Entropy measures the rate of information production in dynamical systems, but conventional estimation methods fail on short, noisy biological data, prompting Pincus to introduce approximate entropy (ApEn) for clinical cardiovascular time series. The authors evaluated cross-ApEn and cross-SampEn to quantify similarity between two distinct cardiovascular time series. Sample entropy (SampEn) consistently matched theoretical expectations across varied conditions, outperforming ApEn and offering more reliable complexity estimates for clinical cardiovascular and other biological time series.

Abstract

Entropy, as it relates to dynamical systems, is the rate of information production. Methods for estimation of the entropy of a system represented by a time series are not, however, well suited to analysis of the short and noisy data sets encountered in cardiovascular and other biological studies. Pincus introduced approximate entropy (ApEn), a set of measures of system complexity closely related to entropy, which is easily applied to clinical cardiovascular and other time series. ApEn statistics, however, lead to inconsistent results.

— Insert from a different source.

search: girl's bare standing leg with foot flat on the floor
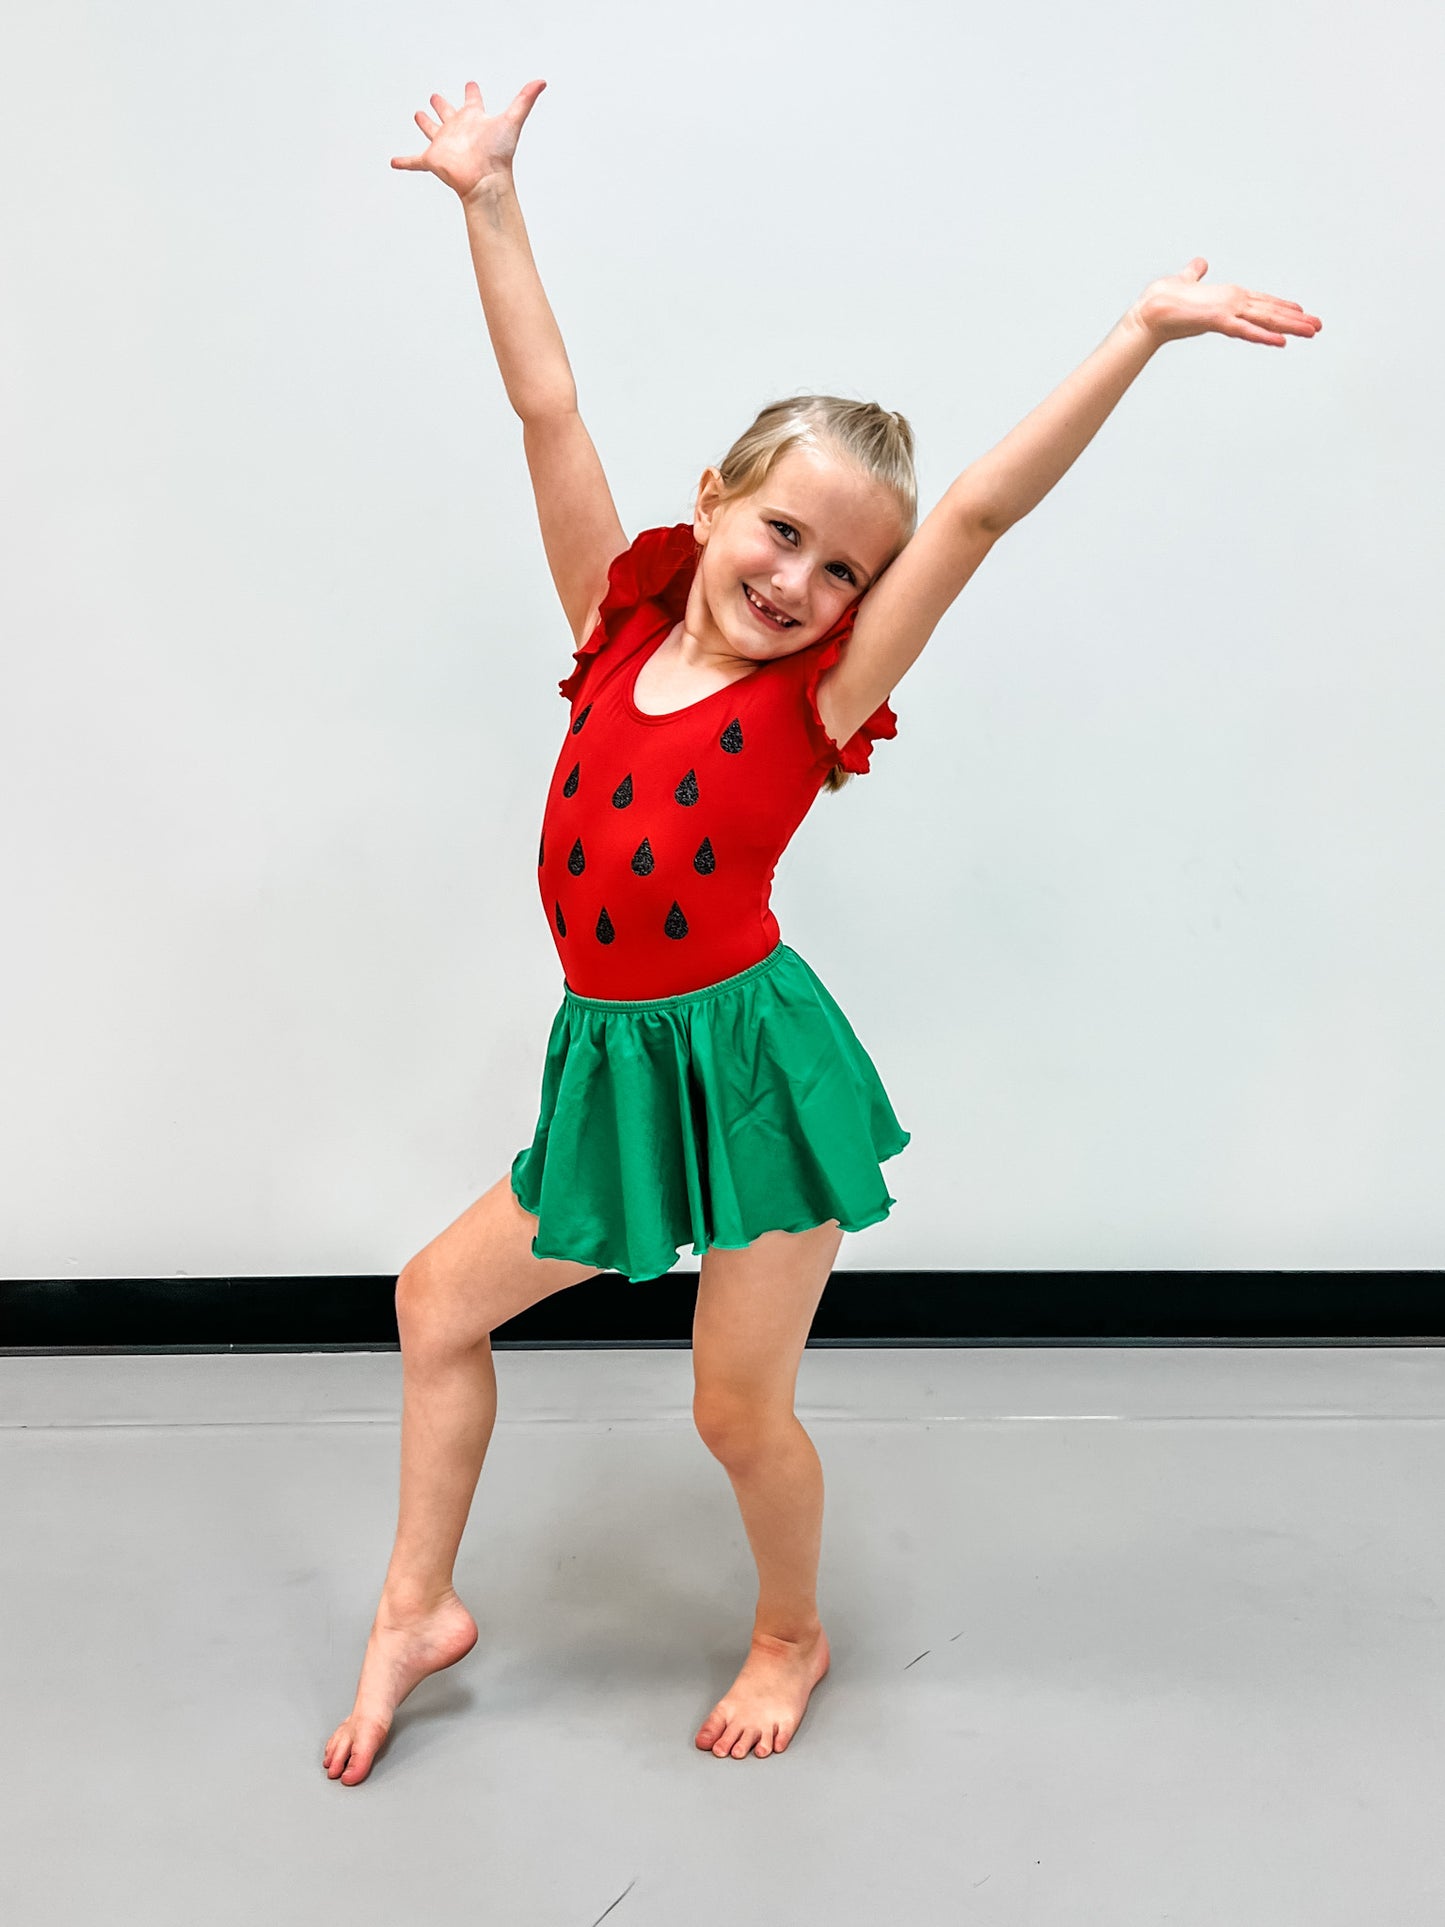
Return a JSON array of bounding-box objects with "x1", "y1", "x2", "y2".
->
[{"x1": 692, "y1": 1220, "x2": 842, "y2": 1759}]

We have developed a new and related complexity measure, sample entropy (SampEn), and have compared ApEn and SampEn by using them to analyze sets of random numbers with known probabilistic character. We have also evaluated cross-ApEn and cross-SampEn, which use cardiovascular data sets to measure the similarity of two distinct time series. SampEn agreed with theory much more closely than ApEn over a broad range of conditions. The improved accuracy of SampEn statistics should make them useful in the study of experimental clinical cardiovascular and other biological time series.